Monumental Wooden Statues from the Ust-Voikary Fortifi ed Settlement, Northwestern Siberia: A Multidisciplinary Analysis
Monumental Wooden Statues from the Ust-Voikary Fortified Settlement, Northwestern Siberia: A Multidisciplinary Analysis
Y.N. Garkusha, A.V. Novikov, and A.V. Baulo
Institute of Archaeology and Ethnography, Siberian Branch, Russian Academy of Sciences, Pr. Akademika Lavrentieva 17, Novosibirsk, 630090, Russia
This article presents the results of a comprehensive study of two unusual large wooden statues with anthropomorphic faces. They were excavated from the Ust-Voikary stratified site, in the southwestern Yamalo-Nenets Autonomous Okrug. The site dwellers were native Siberians (Ugro-Samoyeds), who lived there from the Middle Ages to the recent centuries.
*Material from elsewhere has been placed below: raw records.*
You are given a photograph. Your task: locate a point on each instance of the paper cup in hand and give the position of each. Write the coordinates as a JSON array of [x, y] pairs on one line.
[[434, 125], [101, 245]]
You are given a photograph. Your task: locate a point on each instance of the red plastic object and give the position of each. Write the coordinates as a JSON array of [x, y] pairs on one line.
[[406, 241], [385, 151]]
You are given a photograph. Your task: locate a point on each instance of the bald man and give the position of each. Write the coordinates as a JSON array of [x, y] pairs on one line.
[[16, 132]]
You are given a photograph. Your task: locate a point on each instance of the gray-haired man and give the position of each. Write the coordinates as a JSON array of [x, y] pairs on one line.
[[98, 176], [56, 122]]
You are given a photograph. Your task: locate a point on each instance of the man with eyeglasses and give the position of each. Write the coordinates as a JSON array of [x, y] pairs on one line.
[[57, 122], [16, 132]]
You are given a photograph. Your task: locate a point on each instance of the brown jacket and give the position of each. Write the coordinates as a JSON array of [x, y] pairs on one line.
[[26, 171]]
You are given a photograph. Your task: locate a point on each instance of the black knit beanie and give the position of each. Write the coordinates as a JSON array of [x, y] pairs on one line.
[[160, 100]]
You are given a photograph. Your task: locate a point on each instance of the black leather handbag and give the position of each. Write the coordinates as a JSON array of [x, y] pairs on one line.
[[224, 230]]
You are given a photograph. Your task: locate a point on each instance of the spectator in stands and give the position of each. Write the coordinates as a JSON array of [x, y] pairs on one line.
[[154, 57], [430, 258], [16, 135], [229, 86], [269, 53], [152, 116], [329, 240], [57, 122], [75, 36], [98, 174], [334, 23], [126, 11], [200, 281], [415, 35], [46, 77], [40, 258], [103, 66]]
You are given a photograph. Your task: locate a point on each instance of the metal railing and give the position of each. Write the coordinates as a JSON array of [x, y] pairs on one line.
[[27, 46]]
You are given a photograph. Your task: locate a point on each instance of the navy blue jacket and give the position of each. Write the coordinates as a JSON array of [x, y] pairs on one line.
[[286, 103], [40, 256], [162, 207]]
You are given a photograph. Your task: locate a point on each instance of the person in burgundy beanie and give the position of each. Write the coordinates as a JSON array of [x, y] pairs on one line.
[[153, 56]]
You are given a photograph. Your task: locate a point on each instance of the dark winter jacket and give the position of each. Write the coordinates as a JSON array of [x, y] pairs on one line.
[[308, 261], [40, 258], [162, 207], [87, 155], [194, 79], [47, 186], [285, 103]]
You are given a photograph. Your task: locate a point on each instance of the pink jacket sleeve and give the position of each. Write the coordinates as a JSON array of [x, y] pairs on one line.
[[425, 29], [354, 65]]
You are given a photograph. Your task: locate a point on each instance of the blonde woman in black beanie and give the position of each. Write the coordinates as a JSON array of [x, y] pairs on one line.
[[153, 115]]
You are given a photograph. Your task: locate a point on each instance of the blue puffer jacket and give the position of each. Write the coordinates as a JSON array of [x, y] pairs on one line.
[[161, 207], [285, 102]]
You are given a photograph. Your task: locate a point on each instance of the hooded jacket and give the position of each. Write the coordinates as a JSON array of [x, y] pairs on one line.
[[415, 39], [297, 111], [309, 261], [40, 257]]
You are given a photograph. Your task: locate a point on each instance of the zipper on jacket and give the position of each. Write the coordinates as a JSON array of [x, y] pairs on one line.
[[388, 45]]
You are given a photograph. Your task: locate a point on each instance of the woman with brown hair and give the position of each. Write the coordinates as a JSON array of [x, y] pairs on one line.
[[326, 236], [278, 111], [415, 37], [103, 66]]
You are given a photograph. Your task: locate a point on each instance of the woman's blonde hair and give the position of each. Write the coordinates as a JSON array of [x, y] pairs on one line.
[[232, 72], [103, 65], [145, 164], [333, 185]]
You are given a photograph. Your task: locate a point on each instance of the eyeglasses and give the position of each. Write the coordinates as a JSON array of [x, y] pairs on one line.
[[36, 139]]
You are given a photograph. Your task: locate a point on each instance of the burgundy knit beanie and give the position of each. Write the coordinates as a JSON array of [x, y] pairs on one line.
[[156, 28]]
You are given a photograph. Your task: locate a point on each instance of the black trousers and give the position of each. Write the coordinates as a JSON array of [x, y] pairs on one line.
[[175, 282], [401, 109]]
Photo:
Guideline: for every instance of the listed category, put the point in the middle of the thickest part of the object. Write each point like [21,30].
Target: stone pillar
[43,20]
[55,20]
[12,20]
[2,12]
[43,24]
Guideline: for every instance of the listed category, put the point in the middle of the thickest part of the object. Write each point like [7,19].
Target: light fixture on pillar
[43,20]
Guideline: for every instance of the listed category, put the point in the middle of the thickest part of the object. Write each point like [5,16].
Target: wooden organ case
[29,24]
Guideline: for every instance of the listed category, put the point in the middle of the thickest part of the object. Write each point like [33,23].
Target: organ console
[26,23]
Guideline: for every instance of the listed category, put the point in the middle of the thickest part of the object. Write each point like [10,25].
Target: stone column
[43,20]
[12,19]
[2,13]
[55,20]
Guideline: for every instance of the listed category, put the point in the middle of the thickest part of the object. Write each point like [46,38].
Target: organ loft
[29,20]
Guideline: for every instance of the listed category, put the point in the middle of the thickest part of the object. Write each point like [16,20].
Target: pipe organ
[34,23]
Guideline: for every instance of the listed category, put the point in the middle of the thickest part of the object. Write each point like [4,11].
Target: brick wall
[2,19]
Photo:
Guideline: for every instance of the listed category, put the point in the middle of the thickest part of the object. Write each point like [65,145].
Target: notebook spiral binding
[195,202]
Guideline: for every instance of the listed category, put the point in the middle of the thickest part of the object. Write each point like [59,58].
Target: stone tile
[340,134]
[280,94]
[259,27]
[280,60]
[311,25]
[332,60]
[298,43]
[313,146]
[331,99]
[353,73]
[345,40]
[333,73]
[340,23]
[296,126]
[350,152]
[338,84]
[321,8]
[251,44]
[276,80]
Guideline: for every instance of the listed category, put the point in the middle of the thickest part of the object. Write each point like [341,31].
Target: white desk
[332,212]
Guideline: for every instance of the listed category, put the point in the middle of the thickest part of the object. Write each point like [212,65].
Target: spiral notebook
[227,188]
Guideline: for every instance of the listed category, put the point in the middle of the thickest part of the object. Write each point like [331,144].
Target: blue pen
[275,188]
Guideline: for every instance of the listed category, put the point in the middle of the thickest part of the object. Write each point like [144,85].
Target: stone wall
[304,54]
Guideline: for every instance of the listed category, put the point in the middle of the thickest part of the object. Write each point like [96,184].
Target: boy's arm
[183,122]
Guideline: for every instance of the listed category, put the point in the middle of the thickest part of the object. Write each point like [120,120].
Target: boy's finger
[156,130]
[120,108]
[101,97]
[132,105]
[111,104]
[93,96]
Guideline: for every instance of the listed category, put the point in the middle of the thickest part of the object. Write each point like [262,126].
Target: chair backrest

This is one of the few sites in the region with frozen habitation deposits. The statues are unique in terms of attribution, size, preservation, and integrity of archaeological context. They were part of dwellings, being situated in the foundations of the walls near the entrance. Their faces are modeled in bas-relief. Iconographically, they conform to the Ob Ugrian sculptural tradition. The analysis of the architectural context of the location of the statues and certain details suggests a secondary use. Initially, they might have belonged to the frame supporting the roof. The statues are made of Siberian larch (Larix sibirica Ledeb.). The dendrochronological analysis has allowed us to estimate the date when the trees were felled—the late 17th century. A retrospective analysis of data on the ritual art of the northern Khanty and Mansi suggests an interpretation of the Voikary statues in comparing them with wooden sculptures representing menkvs—forest spirits. Thus, their ritual role was mostly to protect the home.